Now this is rather cool: MIT OpenCourseWare. In their own words:

MIT OCW is a large-scale, Web-based electronic publishing initiative funded jointly by the William and Flora Hewlett Foundation, the Andrew W. Mellon Foundation, and MIT.

MIT OCW’s goals are to:

  • Provide free, searchable access to MIT’s course materials for educators, students, and self-learners around the world.
  • Create an efficient, standards-based model that other institutions may emulate to openly share and publish their own course materials.

Basically, what MIT has done is make available the coursework material for a number of their regular classes—500 classes at last count—for free over the Internet. Read that again: Free. MIT. Courses. Granted, not for college credit or anything, but geez, what a learning opportunity!

Then again, as one of the posters on Slashdot put it:

Finally, you too can feel dumb in the privacy of your own home.

Ain’t technology grand?

An apology

Dear DirecTV,

When I left Massachusetts, I left you behind as well, knowing that you would not be welcome in my new rental environment. It was a painful decision—you’ll have to trust me on this one—but it was the only one I could have made under the circumstances.

I guess it’s no secret that I shacked up with that tart, AT&T Broadband cable. She didn’t have your character—but she was there. She wasn’t nearly as good-looking—but she was available. Let’s face it—I went for the easy mark. When she went all schizo on me and changed her name to Comcast, I stayed. And even when she started wanting more and more money to keep her happy, I stayed. In other words, I was whipped.

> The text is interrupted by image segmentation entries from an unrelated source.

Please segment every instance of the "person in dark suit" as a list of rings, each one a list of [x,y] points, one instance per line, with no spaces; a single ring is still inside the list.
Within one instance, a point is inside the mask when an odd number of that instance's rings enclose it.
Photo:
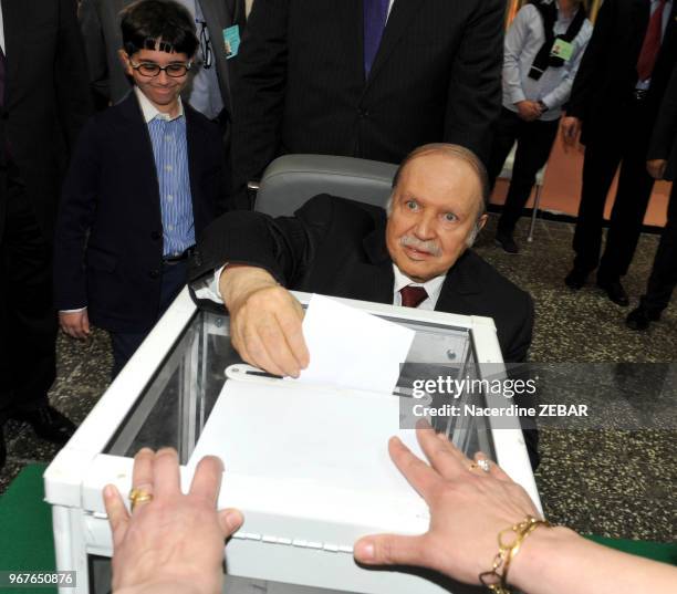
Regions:
[[[114,375],[185,285],[196,238],[227,208],[220,129],[179,97],[198,45],[190,14],[144,0],[122,29],[136,86],[82,132],[54,264],[62,329],[77,338],[90,322],[108,330]]]
[[[69,153],[91,111],[74,0],[0,3],[0,466],[8,417],[64,442],[55,377],[52,237]]]
[[[90,65],[90,80],[97,104],[118,103],[132,88],[119,60],[122,48],[119,13],[132,0],[82,0],[80,23]],[[200,49],[196,56],[197,74],[184,92],[184,98],[210,119],[231,118],[229,55],[223,32],[233,28],[239,34],[244,25],[243,0],[181,0],[199,29]]]
[[[277,156],[400,163],[425,143],[488,157],[500,0],[256,0],[233,69],[238,207]]]
[[[310,357],[303,310],[284,288],[492,317],[504,361],[523,362],[531,298],[468,249],[487,221],[488,187],[475,154],[433,144],[402,163],[386,210],[320,195],[294,217],[229,212],[198,244],[192,294],[205,308],[225,303],[240,356],[277,375],[296,377]],[[535,468],[537,431],[524,439]]]
[[[565,283],[581,289],[598,265],[597,285],[618,305],[628,304],[621,284],[635,253],[654,186],[646,154],[656,113],[677,60],[675,0],[606,0],[574,81],[564,140],[585,144],[583,190]],[[621,165],[618,190],[602,247],[608,189]]]
[[[657,322],[677,285],[677,66],[673,69],[670,83],[656,117],[647,169],[654,179],[673,181],[673,189],[668,199],[667,222],[660,235],[646,293],[642,295],[637,309],[626,319],[632,330],[647,330],[650,322]]]
[[[521,362],[531,342],[531,298],[468,249],[487,220],[486,195],[486,171],[475,155],[455,145],[424,146],[403,161],[387,217],[382,208],[321,195],[294,217],[237,211],[219,218],[196,250],[191,286],[202,305],[222,295],[235,346],[272,373],[295,376],[306,362],[301,309],[278,282],[490,316],[506,361]],[[416,304],[399,292],[410,286],[419,293]],[[269,330],[287,341],[261,350],[256,336]]]

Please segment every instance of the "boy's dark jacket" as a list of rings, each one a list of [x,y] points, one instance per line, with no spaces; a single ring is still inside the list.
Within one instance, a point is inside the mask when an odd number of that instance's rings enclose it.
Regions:
[[[222,133],[184,102],[196,239],[227,210]],[[88,237],[87,237],[88,231]],[[157,320],[163,265],[159,185],[134,93],[83,128],[64,183],[54,246],[58,310],[87,306],[113,332]]]

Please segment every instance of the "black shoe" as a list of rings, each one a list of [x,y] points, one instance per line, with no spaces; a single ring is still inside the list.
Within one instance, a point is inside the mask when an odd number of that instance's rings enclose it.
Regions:
[[[649,312],[639,305],[639,308],[627,314],[625,325],[631,330],[647,330],[652,322],[657,322],[658,320],[660,320],[659,313]]]
[[[617,305],[622,308],[627,308],[629,305],[629,299],[627,299],[627,293],[625,289],[623,289],[621,281],[601,281],[597,279],[597,286]]]
[[[4,467],[7,461],[7,444],[4,442],[4,431],[2,425],[0,425],[0,470]]]
[[[587,280],[589,272],[585,272],[583,269],[573,268],[566,278],[564,279],[564,284],[574,291],[582,289]]]
[[[503,251],[508,253],[520,253],[520,247],[514,242],[514,239],[512,239],[512,236],[508,236],[504,233],[497,233],[496,244],[499,248],[503,248]]]
[[[38,437],[54,444],[65,444],[75,433],[73,421],[49,405],[35,410],[15,411],[12,417],[28,423]]]

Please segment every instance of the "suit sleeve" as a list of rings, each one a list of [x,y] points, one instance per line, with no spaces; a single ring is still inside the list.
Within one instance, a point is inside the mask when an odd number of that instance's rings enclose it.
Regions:
[[[312,265],[332,220],[331,199],[317,196],[293,217],[272,218],[237,210],[213,221],[192,257],[189,281],[195,285],[226,263],[267,270],[282,285],[293,289]],[[206,305],[202,301],[199,305]],[[208,306],[208,305],[207,305]]]
[[[92,114],[92,97],[87,82],[87,63],[75,0],[59,0],[59,35],[54,56],[54,90],[58,114],[69,150]]]
[[[477,6],[451,66],[445,140],[470,148],[487,163],[491,126],[501,108],[506,4],[480,0]]]
[[[66,174],[54,235],[54,303],[58,310],[87,305],[86,237],[96,209],[101,176],[94,121],[82,131]]]
[[[590,104],[596,93],[597,69],[603,64],[604,56],[614,45],[613,28],[616,20],[617,2],[603,2],[587,43],[581,65],[574,79],[571,96],[566,105],[566,115],[585,121]]]
[[[533,300],[529,294],[525,295],[522,320],[523,323],[510,341],[506,353],[503,353],[506,363],[523,363],[527,361],[533,334]]]
[[[233,64],[232,167],[236,206],[247,183],[277,156],[287,83],[289,0],[256,0]]]
[[[647,159],[667,159],[675,143],[677,143],[677,65],[673,69],[673,76],[663,96]]]

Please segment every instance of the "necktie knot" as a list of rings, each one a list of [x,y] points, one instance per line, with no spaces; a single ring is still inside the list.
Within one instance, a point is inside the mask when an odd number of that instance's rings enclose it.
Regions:
[[[399,290],[404,308],[418,308],[428,298],[428,292],[423,286],[407,284]]]

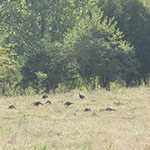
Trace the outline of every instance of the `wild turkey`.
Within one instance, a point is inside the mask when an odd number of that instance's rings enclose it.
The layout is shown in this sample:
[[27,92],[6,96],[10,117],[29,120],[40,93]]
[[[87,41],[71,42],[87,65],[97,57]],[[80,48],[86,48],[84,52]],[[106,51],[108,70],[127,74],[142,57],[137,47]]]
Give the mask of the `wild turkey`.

But now I see the error in my ways. She’s gone. History. And here I am back at your door, hoping that you’ll let me take you back into my life. After seeing you again, I realize anew what it was that drew me to you. And have I mentioned how beautiful you look?

I hope you can forgive me.


Release notes for the latest version

Some things you may or may not have noticed in this redesign:

  • I’ve tried to make the overall look of this site a little less cluttered in appearance, hopefully without sacrificing usability in the process. (Example: Individual entries no longer have entry titles displayed, instead just displaying an entry’s timestamp—I got tired of trying to come up with original titles.)
  • Because of the first point, I had to go back and edit some of the entries’ text so that the text for an entry was no longer dependent on the entry’s title. Not difficult, but a bit tedious.
  • I’ve “downgraded” the standards compliance of all the pages from XHTML 1.0 Transitional to HTML 4.01 Transitional. Reason: There was nothing to gain by moving to XHTML at this point in time other than to say I did it. Of course, unless you’ve actually viewed the source for any of these pages lately, I doubt you even noticed the change. [Update (Nov 11, 2003): Scratch that, it’s all back to XHTML 1.0 Transitional. Don’t ask.]
  • Internet Explorer 5.x apparently didn’t like the way I originally implemented print stylesheets for this redesign, so for now, I’m forsaking their use. (This flaw in IE didn’t show up until I did some additional testing from an older box at home last night.) I think I’ve come up with a workaround, but I probably won’t be able to test it out til sometime this weekend. Again, doubt anyone even noticed. [Update (Nov 11, 2003): Workaround worked; all is well again.]

Regardless, hope I didn’t break anything—but please let me know if I did.